Even in the Wild West of online marketing, legitimate enterprises ask consumers to opt in or out of sharing their data.
But now, reporting by the Guardian and The New York Times reveals how online social media enterprises like Facebook leave open yawning back doors for marketers to obtain consumers' personal data without their permission for its collection or use.
Cambridge Analytica, a British company, used data from an app developed by a Cambridge University researcher to glean the personal information and online habits of about 50 million U.S. consumers. It refined the data and sold it for political purposes, including to the Trump presidential campaign in 2016.
This hijacking of consumers' data came after Facebook opened its platform to app developers in 2011. That same year it signed a consent decree with the Federal Trade Commission over misleading statements to users about app developers' access to their data, and other matters.

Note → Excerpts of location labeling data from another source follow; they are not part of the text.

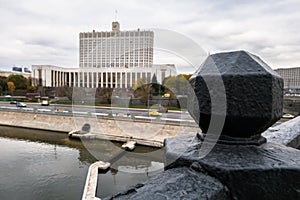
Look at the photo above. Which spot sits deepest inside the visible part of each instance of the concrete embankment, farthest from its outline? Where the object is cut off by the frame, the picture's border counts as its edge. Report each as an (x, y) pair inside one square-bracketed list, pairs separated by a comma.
[(37, 121), (143, 132)]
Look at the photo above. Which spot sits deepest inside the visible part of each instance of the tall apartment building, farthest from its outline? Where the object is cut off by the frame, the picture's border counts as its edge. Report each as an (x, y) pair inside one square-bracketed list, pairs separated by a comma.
[(113, 59), (116, 48), (291, 77)]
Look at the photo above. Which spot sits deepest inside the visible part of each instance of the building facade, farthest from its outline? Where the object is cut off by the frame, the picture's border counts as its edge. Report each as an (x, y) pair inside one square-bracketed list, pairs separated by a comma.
[(291, 77), (54, 76), (114, 59), (116, 48)]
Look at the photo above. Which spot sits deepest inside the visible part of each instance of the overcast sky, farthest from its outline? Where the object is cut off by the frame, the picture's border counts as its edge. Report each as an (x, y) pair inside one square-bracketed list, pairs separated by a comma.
[(47, 32)]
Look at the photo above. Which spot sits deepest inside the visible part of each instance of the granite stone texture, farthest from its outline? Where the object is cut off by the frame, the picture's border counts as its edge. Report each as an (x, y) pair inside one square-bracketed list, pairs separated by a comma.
[(252, 91), (268, 171), (287, 133), (177, 184)]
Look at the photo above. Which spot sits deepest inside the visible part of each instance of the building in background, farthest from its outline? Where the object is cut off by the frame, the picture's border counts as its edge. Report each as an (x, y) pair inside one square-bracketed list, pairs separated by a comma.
[(291, 77), (113, 59), (15, 72)]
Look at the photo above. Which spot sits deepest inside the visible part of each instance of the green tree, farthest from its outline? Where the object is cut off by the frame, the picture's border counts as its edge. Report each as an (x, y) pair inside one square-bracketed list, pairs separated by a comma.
[(31, 89), (3, 84), (11, 86), (19, 81)]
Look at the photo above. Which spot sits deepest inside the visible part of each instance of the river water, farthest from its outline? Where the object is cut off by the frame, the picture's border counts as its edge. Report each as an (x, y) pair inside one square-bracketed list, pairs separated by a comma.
[(48, 165)]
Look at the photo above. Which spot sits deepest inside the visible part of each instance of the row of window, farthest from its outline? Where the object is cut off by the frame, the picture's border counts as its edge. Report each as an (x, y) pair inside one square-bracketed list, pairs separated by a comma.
[(116, 34)]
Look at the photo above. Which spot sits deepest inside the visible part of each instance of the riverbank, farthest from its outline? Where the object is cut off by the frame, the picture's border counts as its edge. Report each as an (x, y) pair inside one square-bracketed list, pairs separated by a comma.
[(144, 132)]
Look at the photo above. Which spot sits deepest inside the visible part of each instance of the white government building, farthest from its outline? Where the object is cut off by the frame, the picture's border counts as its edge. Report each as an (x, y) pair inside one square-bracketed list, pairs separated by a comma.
[(112, 59)]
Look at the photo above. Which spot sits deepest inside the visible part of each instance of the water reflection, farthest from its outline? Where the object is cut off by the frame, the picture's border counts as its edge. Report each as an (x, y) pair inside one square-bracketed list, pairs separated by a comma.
[(47, 165)]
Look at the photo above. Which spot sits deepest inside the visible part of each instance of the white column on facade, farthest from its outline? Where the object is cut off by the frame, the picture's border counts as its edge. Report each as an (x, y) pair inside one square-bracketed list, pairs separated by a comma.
[(82, 78), (97, 79), (121, 80), (106, 79), (126, 79), (130, 84), (93, 85), (116, 79), (62, 79), (111, 79), (55, 78), (101, 78)]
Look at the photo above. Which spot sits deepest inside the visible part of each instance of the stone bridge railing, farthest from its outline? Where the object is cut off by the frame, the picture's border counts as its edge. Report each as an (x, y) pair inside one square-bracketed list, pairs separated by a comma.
[(238, 162)]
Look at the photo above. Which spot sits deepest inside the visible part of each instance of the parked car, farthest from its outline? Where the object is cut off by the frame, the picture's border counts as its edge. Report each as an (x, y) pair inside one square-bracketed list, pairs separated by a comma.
[(162, 110), (13, 102), (45, 103), (20, 104), (155, 113), (288, 116)]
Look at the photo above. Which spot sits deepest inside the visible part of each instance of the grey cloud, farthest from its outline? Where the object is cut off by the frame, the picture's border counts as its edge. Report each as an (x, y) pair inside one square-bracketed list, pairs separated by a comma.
[(46, 32)]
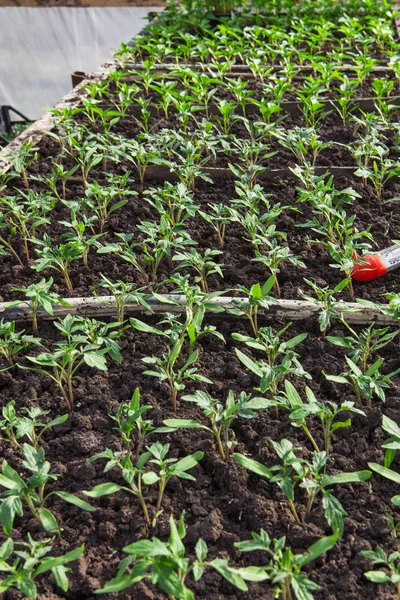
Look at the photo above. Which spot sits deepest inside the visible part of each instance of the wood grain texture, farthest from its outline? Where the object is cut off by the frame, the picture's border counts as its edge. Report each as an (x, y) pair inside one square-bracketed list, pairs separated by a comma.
[(280, 309), (80, 3)]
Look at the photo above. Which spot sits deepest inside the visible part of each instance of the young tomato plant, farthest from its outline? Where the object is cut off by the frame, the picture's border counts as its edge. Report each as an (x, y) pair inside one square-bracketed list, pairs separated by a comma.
[(123, 294), (363, 345), (170, 467), (15, 428), (164, 368), (38, 295), (365, 385), (281, 358), (203, 265), (82, 344), (221, 416), (19, 493), (327, 303), (133, 428), (12, 341), (167, 566), (58, 257), (309, 475), (326, 412), (389, 562), (284, 568), (30, 562), (257, 297)]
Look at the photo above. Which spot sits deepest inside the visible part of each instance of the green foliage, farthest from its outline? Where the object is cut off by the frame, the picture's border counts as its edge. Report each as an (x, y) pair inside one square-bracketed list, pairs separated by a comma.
[(19, 493), (30, 562)]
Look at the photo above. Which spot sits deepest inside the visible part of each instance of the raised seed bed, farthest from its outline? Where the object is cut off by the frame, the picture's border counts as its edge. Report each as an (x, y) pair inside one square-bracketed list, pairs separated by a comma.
[(225, 503)]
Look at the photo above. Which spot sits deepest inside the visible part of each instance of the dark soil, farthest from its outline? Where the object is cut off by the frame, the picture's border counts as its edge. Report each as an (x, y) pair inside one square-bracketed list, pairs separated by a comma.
[(225, 504), (238, 268)]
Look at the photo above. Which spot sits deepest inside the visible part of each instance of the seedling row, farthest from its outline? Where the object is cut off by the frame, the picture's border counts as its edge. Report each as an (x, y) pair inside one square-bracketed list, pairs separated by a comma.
[(171, 433)]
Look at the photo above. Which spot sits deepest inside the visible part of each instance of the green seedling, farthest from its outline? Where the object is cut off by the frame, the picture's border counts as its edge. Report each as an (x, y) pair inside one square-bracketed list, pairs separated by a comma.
[(132, 427), (309, 475), (170, 467), (204, 265), (284, 569), (38, 296), (221, 416), (22, 159), (30, 426), (123, 293), (19, 493), (326, 412), (82, 344), (365, 385), (167, 566), (58, 258), (257, 297), (389, 562), (164, 368), (12, 341), (327, 303), (25, 213), (281, 358), (30, 562), (362, 346)]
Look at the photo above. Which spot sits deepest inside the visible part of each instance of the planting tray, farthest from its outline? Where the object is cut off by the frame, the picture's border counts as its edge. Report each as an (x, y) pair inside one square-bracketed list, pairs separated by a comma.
[(291, 309)]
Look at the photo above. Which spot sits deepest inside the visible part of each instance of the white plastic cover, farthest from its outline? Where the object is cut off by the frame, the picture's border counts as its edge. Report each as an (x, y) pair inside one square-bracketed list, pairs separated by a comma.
[(40, 47)]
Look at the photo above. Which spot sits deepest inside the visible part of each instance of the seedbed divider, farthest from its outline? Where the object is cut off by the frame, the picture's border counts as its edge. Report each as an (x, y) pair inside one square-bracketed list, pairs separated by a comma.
[(104, 306)]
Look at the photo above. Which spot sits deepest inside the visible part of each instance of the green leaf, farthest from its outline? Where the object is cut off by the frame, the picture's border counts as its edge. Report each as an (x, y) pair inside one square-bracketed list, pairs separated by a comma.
[(318, 548), (50, 563), (248, 363), (56, 421), (48, 520), (388, 473), (144, 327), (60, 577), (150, 478), (295, 341), (377, 576), (183, 424), (252, 465), (390, 426), (103, 489), (28, 587), (93, 359), (201, 550), (188, 462), (346, 477), (71, 499), (222, 567)]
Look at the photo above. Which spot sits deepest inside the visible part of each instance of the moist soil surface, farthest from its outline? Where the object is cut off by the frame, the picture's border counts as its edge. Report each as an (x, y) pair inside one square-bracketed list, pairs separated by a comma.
[(382, 219), (225, 503)]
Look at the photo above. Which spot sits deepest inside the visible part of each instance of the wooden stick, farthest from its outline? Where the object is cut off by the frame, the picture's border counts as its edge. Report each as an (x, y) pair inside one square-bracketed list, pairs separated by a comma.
[(104, 306)]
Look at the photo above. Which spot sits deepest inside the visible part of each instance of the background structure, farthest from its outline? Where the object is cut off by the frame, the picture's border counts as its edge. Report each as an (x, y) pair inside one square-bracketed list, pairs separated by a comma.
[(40, 47)]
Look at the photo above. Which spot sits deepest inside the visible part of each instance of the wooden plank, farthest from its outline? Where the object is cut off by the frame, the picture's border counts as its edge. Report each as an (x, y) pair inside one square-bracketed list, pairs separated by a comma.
[(103, 306), (80, 3)]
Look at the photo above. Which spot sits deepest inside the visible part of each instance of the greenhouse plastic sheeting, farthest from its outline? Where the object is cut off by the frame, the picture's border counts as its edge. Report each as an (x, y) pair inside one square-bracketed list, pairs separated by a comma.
[(40, 47)]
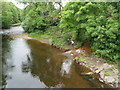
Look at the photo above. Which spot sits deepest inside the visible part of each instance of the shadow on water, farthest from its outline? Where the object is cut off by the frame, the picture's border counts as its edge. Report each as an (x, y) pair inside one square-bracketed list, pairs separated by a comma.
[(32, 64)]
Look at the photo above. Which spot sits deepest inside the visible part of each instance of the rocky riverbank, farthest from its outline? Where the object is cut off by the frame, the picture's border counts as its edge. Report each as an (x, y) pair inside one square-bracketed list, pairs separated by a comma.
[(107, 73)]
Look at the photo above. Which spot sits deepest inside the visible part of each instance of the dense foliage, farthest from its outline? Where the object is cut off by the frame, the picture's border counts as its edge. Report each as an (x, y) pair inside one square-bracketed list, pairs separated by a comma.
[(93, 22), (39, 16), (96, 23), (10, 14)]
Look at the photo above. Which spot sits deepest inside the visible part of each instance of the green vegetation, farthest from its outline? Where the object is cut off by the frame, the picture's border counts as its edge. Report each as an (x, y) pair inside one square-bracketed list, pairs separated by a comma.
[(10, 14), (93, 22), (96, 23)]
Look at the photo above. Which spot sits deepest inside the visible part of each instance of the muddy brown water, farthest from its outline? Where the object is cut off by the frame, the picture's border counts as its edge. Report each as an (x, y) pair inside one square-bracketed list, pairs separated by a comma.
[(32, 64)]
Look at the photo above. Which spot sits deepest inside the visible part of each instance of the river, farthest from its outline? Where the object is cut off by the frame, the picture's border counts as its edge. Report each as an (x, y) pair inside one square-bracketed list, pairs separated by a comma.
[(32, 64)]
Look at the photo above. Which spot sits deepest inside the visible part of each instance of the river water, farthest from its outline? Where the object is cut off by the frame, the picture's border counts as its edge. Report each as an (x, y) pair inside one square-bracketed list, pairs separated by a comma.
[(32, 64)]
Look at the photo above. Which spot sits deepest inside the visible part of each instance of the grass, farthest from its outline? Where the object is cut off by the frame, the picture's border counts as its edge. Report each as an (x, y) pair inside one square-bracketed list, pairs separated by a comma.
[(39, 35), (106, 73)]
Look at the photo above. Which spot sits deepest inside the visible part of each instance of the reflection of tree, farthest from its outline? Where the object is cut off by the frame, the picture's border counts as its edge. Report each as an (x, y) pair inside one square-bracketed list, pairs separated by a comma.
[(26, 65), (48, 72), (6, 67)]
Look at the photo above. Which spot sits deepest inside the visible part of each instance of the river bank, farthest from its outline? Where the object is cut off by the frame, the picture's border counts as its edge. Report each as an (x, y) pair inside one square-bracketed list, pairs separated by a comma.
[(105, 72)]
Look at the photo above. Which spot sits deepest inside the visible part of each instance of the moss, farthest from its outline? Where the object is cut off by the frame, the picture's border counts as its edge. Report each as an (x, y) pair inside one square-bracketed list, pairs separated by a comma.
[(81, 58), (107, 73)]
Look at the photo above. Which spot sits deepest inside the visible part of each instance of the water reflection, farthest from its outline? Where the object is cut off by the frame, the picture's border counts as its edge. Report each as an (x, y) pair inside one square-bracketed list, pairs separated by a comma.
[(32, 64)]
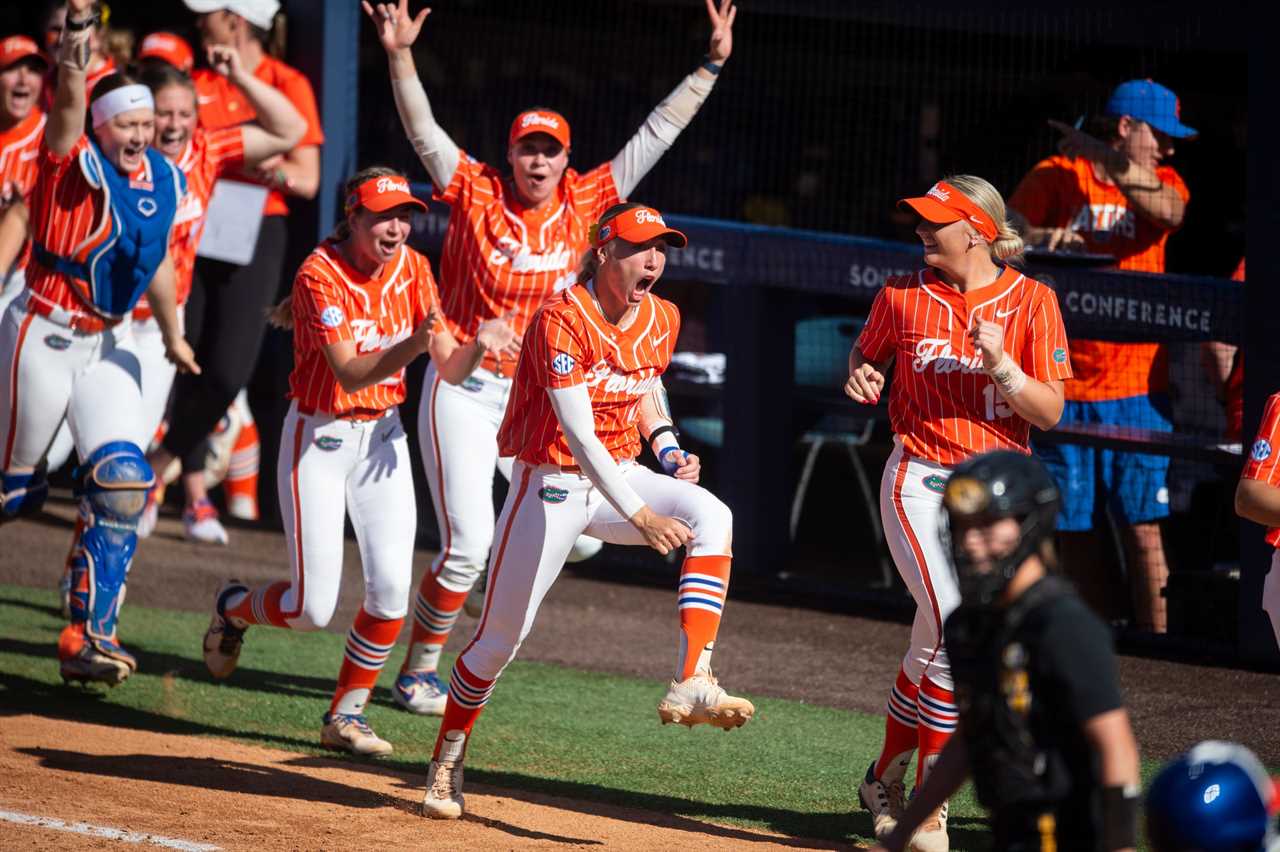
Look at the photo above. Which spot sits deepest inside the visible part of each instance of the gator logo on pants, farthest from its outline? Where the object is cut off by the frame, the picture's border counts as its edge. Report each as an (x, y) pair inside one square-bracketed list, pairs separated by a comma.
[(935, 482), (552, 495)]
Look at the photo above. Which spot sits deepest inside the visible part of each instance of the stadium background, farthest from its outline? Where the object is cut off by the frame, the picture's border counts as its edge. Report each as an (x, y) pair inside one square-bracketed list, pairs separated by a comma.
[(826, 114)]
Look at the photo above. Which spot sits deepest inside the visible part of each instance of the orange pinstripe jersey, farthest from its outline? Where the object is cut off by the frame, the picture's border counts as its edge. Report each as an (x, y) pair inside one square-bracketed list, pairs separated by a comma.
[(208, 155), (1061, 192), (1264, 463), (499, 256), (942, 404), (222, 104), (571, 343), (19, 155), (334, 302), (68, 218)]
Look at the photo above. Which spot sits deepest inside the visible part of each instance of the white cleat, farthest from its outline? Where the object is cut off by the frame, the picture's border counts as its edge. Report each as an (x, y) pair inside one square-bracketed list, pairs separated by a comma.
[(444, 800), (200, 523), (885, 800), (932, 834), (700, 700), (352, 733)]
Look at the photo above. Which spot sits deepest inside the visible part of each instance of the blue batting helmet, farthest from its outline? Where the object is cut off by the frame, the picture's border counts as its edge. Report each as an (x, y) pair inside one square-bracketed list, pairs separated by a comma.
[(1215, 798)]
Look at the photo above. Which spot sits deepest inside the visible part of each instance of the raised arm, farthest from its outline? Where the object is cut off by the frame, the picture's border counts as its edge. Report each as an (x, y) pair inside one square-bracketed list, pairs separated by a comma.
[(65, 123), (279, 124), (397, 31), (673, 114)]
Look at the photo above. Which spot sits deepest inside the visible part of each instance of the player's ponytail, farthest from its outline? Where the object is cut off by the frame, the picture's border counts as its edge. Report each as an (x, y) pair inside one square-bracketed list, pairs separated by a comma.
[(1008, 247), (590, 262)]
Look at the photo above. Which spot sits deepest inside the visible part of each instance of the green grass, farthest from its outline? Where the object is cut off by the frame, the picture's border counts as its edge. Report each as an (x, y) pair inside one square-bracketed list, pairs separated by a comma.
[(794, 769)]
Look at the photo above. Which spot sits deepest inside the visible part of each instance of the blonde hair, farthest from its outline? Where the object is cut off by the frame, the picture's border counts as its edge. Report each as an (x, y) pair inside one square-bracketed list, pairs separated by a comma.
[(1008, 247)]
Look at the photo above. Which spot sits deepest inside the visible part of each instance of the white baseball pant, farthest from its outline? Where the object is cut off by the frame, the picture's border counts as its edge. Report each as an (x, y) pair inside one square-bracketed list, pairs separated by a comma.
[(912, 512), (457, 431), (545, 512), (158, 374), (51, 374), (368, 463)]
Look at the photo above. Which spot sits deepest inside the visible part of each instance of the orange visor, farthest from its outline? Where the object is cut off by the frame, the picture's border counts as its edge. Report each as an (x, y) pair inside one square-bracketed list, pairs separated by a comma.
[(944, 204), (382, 193), (548, 122), (169, 47), (636, 225)]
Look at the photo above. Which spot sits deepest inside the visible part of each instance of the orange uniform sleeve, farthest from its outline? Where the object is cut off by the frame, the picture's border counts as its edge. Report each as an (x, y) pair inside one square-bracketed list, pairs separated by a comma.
[(1038, 195), (1264, 462), (320, 312), (557, 351), (1045, 355), (878, 338)]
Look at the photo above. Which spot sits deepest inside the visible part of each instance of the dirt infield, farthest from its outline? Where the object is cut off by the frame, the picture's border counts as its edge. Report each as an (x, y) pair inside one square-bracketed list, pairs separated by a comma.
[(242, 797)]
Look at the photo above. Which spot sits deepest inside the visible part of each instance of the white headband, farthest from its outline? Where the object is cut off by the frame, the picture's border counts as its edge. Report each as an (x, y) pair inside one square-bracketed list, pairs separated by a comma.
[(122, 100)]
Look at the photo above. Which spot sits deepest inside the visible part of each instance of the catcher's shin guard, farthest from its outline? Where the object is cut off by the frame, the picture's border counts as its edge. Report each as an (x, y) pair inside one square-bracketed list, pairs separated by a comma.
[(113, 488)]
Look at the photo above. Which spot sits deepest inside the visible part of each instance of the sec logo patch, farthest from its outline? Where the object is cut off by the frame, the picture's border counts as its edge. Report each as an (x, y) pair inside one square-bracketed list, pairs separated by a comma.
[(332, 316), (563, 363)]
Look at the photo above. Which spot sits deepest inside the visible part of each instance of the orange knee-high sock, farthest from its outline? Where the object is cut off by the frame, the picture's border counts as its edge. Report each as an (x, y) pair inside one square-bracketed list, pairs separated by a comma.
[(900, 731), (467, 696), (703, 586), (260, 605), (369, 644), (435, 609), (241, 482), (938, 717)]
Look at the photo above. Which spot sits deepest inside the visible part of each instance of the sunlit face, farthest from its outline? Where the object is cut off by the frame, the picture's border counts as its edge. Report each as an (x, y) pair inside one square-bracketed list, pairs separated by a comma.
[(538, 163), (378, 236), (216, 28), (1143, 143), (945, 244), (630, 270), (124, 138), (176, 119), (984, 541), (19, 90)]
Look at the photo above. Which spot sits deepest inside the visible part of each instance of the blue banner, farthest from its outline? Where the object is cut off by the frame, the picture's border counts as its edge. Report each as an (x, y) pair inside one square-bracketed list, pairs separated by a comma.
[(1105, 305)]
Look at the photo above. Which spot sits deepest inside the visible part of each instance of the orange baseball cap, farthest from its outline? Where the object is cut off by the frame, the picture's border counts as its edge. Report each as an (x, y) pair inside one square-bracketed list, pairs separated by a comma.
[(636, 225), (169, 47), (548, 122), (382, 193), (944, 204), (17, 47)]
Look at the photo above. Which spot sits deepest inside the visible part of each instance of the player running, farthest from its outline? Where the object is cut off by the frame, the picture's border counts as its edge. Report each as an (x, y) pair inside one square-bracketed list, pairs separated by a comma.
[(364, 306), (512, 242), (101, 215), (589, 378), (1257, 498), (981, 356)]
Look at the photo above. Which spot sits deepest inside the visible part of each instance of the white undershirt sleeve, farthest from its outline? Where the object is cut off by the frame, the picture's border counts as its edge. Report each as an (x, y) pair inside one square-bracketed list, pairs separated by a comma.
[(572, 407), (658, 132), (434, 147)]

Facebook says it instructed Cambridge Analytica in 2015 to destroy all of the data it had gathered via the app, calling it a serious breach of the company's rules. But that follows a pattern of Facebook reacting after the fact to use of its platform for unauthorized purposes.
The objective must be to shield consumers from misuse of their data. The FTC is investigating the latest episode, but it relies on laws crafted for other consumer-related issues.
Congress should recognize that Facebook and similar platforms will not protect consumer data as long as there are no specific penalties for not doing so. It should make those sites accountable when they are used as a wide-open back door to consumers' data.